Fechamos o caminhão e a loja, pegamos o carro e com Ísis no
volante seguimos para um lugar ermo. Quando saímos da cidade e
entramos em uma estradinha de terra, ela apagou as luzes do carro. A
escuridão era total e percebi que ela via cada buraco que aparecia
a frente, desviando dele. Depois de uma hora rodando por campos,
passando pela frente de sítios e chácaras, beirando rios e cortando
plantações de milho, ela parou a beira de um matagal. O carro
ficou propositalmente entre o mato e uma fileira de arbustos enormes
que o escondiam de olhares curiosos, se alguém passasse na
estradinha de terra ao lado. Em silencio desceu do carro e eu a
acompanhei. Olhei para o céu e vi a diferença.
Parecia que ali o
número de estrelas era muito maior que na cidade. Não sei onde ela
tinha providenciado uma picareta, uma pá e mais dois pares de luvas
de borracha. Com a picareta ela foi abrindo rapidamente uma cova, na
grama úmida pelo orvalho da noite, na entrada do matagal. Tentei
ajudá-la tirando a terra com a pá, mas ela era muito mais rápida
que eu, o que me deixava com falta de ar pelo exercício. Em pouco
tempo tínhamos um belo buraco de mais de um metro e meio de
profundidade. Jogamos os embrulhos dentro e começamos o processo de
tampá-lo. De repente ela pegou meu braço para chamar a atenção e
com o dedo a frente da boca fez entender que vinha alguém.
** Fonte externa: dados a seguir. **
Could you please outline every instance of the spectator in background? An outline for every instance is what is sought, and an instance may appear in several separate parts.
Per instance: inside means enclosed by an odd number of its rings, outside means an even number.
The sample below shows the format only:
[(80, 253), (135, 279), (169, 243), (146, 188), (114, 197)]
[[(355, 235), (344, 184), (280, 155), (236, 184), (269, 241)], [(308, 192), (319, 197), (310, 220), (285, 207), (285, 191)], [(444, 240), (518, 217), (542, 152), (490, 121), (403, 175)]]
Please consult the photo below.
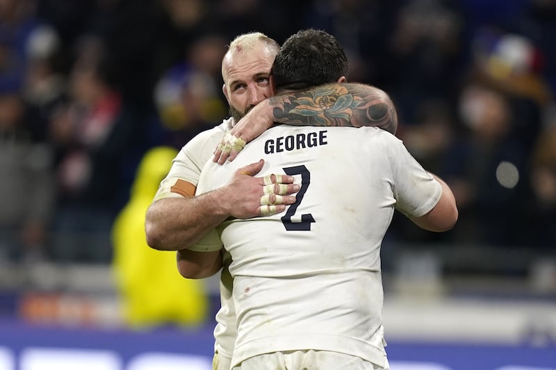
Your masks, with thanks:
[(42, 258), (53, 215), (52, 153), (26, 126), (19, 85), (0, 85), (0, 260)]
[(226, 116), (216, 62), (224, 58), (225, 46), (218, 35), (199, 38), (158, 81), (154, 101), (159, 119), (151, 128), (160, 142), (179, 149)]
[(528, 153), (512, 135), (512, 107), (505, 96), (477, 83), (464, 89), (459, 103), (466, 130), (445, 154), (442, 172), (460, 210), (453, 242), (515, 245)]
[(531, 177), (532, 199), (527, 202), (528, 233), (524, 245), (548, 250), (556, 245), (556, 117), (541, 131), (533, 149)]
[(145, 211), (177, 153), (173, 148), (157, 146), (145, 154), (129, 201), (112, 228), (112, 269), (124, 319), (136, 328), (190, 327), (203, 323), (208, 313), (203, 282), (180, 278), (176, 256), (152, 249), (146, 242)]
[(133, 122), (111, 85), (103, 47), (83, 40), (69, 101), (50, 123), (58, 191), (52, 246), (60, 261), (109, 262), (110, 230), (121, 207), (117, 184)]

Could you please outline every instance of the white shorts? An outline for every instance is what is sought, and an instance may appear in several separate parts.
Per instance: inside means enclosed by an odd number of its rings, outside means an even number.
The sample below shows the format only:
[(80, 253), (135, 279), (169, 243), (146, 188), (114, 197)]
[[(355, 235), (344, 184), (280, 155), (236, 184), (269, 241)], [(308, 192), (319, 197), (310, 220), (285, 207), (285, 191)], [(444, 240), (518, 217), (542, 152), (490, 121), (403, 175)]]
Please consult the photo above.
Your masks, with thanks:
[(356, 357), (329, 351), (294, 351), (265, 353), (243, 361), (232, 370), (389, 370)]
[(213, 357), (213, 370), (230, 370), (231, 367), (231, 359), (222, 355), (222, 353), (215, 353)]

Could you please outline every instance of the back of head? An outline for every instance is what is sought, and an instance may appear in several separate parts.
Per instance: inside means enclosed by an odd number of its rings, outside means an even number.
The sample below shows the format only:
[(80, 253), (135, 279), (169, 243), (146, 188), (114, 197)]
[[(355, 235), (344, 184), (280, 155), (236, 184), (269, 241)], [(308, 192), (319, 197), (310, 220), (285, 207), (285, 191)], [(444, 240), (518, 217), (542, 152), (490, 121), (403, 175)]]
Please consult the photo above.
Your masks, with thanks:
[(332, 83), (348, 76), (348, 58), (336, 37), (320, 30), (302, 30), (284, 42), (272, 65), (277, 91)]

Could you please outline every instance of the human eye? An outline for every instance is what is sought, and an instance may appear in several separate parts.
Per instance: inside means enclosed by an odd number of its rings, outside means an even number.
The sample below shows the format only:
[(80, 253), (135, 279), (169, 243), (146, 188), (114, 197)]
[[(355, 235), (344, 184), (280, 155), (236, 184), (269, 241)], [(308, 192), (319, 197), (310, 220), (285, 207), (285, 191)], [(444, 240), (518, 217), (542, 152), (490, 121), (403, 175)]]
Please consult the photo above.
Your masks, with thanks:
[(266, 86), (266, 85), (268, 85), (268, 83), (269, 83), (268, 76), (264, 76), (259, 77), (256, 79), (256, 83), (258, 85), (261, 85), (261, 86)]
[(231, 87), (231, 91), (240, 91), (245, 90), (246, 85), (245, 83), (236, 83)]

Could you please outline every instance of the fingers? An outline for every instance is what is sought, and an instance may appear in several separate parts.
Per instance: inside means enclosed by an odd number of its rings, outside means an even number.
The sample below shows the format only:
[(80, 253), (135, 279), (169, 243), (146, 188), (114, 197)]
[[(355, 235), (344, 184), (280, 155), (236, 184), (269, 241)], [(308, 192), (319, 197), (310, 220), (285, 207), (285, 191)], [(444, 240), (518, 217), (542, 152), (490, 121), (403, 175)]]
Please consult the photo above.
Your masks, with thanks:
[(226, 133), (214, 152), (213, 162), (223, 165), (227, 160), (234, 160), (238, 153), (245, 146), (245, 140), (230, 133)]
[(261, 205), (261, 215), (270, 216), (271, 215), (275, 215), (282, 212), (286, 208), (284, 205)]
[[(291, 179), (291, 180), (288, 180), (288, 179)], [(291, 183), (293, 182), (293, 178), (291, 176), (288, 176), (286, 175), (275, 175), (274, 174), (266, 175), (263, 178), (263, 180), (264, 180), (265, 185), (276, 183)]]
[(285, 195), (288, 194), (288, 184), (272, 184), (263, 187), (263, 193), (265, 194), (277, 194)]

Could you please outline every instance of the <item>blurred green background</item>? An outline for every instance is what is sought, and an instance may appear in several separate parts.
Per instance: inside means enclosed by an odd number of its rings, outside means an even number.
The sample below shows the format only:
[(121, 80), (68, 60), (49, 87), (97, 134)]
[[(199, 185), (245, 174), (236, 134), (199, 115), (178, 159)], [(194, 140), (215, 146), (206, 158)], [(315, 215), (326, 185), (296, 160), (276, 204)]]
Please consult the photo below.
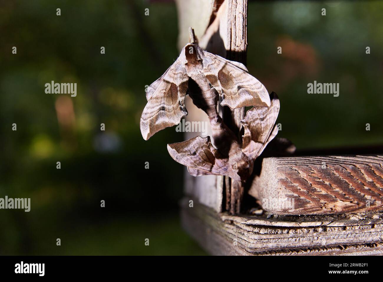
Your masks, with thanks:
[[(249, 1), (248, 68), (279, 96), (279, 137), (383, 143), (382, 15), (377, 1)], [(182, 134), (145, 141), (139, 128), (145, 86), (178, 54), (177, 26), (172, 2), (0, 1), (0, 197), (31, 202), (0, 210), (0, 254), (205, 254), (180, 224), (183, 168), (166, 144)], [(77, 96), (46, 94), (52, 80)], [(339, 97), (308, 94), (314, 80), (339, 83)]]

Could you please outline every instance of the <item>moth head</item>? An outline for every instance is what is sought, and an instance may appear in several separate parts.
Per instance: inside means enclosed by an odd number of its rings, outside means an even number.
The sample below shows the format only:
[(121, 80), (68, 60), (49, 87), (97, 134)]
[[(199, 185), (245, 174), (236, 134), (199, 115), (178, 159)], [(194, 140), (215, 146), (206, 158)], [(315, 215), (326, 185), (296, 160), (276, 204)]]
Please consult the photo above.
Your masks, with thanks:
[(196, 65), (200, 64), (203, 58), (203, 52), (198, 45), (193, 43), (187, 44), (185, 47), (185, 64)]

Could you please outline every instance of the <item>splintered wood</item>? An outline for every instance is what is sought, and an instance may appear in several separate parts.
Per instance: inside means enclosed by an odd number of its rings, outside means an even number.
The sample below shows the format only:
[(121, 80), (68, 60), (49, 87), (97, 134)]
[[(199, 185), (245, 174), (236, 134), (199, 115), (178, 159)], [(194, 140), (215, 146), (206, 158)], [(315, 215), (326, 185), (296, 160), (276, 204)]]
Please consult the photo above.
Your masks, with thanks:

Puxando-me para traz nos escondemos agachados entre os ramos
cheirosos de uma planta. Dali cinco minutos vimos passar um vulto a
cavalo. O toque surdo dos cascos na terra ouvia-se de longe, somente
atrapalhado pelo tiritar dos grilos. Depois que ela calculou que o
individuo estaria bem longe, continuamos com o serviço. Depois de
cheio, ela ainda teve o cuidado de replantar a grama original que
tinha deixado de lado. Foi até dentro do mato e arrastou um galho
seco, colocando-o sobre o local do enterro. Era por volta de vinte
horas e no horizonte começava a aparecer o disco prateado da lua
cheia. A paisagem foi se transformando em variados tons de cinza. As
pedras maiores a beira do caminho refletiam a luz leitosa, podendo
ser vistas de longe. Ainda bem que terminamos o serviço antes da
claridade. Como se nada tivesse acontecido, ela calmamente dirigindo
de volta, olhou para a lua e disse:--Sabia
PG, que na minha terra tem duas luas?--Não
tive chance de vê-las. Mas parece que a noite lá é bem mais curta
que aqui. Reparei nisso quando estava cercado pelos lobos brancos. Os
escorpiões são enormes também.--Você
viu os lobos? Dizem que só andam a noite. Não podem suportar a
claridade do dia, e passam todo ele em cavernas.--É
verdade. Quando veio a aurora eles se mandaram.--Você
viu escorpiões também?--Sim...
Amarelos, maiores que minha mão aberta. Mas meio lentos.--Dizem
que são mais perigosos que os lobos. O veneno de um mata uma pessoa
em vinte minutos.--Também
deu para perceber. Chutei o bicho em cima da matilha e parece que um
deles foi picado. Vi-o morto de manhã. Chegamos ao hotelzinho quando
já era quase dez da noite. Outro dia pegaríamos o caminhão e
iríamos embora sem destino. Tinha que ser assim para ninguém saber.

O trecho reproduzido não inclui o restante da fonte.